Constituye además una nueva agresión para las víctimas, que revive el trauma psicosocial. Se está generando un proceso de cooptación, al manipular la pobreza de las víctimas, que se pretende organizar junto con los victimarios, en función de un beneficio económico. Al reactivar una estructura militarizada se promueve la división y la confrontación de unos contra otros, dificulta los procesos de reconciliación; polariza nuevamente a la sociedad y pone en riesgo la gobernabilidad en el país.

Conclusiones

La reorganización de las Patrullas de Autodefensa Civil estimulada por el gobierno es un retroceso grave en el proceso de paz y un incumplimiento a la letra y el espíritu de los Acuerdos que durante él se firmaron, por que debe ser rechazada por la sociedad civil organizada y la comunidad internacional.

El pago a los patrulleros es una distorsión y manipulación de la verdad histórica en los conceptos de resarcimiento, que solo deben recibir las víctimas del conflicto armado.
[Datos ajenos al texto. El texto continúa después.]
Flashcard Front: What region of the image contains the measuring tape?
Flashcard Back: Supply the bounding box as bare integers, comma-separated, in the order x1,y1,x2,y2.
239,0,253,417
Los patrulleros fueron parte activa del sector más represivo de la guerra: el ejército, y son responsables de violaciones a los derechos humanos.

La emisión de eurobonos para pagar a paramilitares es un asunto muy grave, ya que se pretende aumentar la deuda externa en un 25 por ciento, para entre otras cosas pagar una cuota política electoral en beneficio del FRG, lo que es inaceptable.

La irresponsabilidad del gobierno tendrá consecuencias imprevisibles para el país, ya polarizado. La problemática puede derivar en confrontaciones muy graves, ya que el gobierno no tiene la capacidad de manejar una situación que ya lo desbordó, como lo demuestra el hecho que tuvo que reprimir violentamente a grupos de paramilitares, en una acción que causó la muerte de uno de ellos y heridas a otros. Lo lamentable es que la situación ira empeorando en la medida que la incapacidad del gobierno siga manifestándose con medidas tan desatinadas.

Además, después de todo, la situación se revertirá en contra del FRG y el gobierno, que no podrá sacar el provecho electoral que ambiciona, por el mal manejo que ha dado al tema de la compensación. Es previsible que los conflictos y el incremento de la violencia y la confrontación darán como resultado un voto de rechazo al FRG, en las elecciones de 2003.

* Centro de Estudios sobre Guatemala.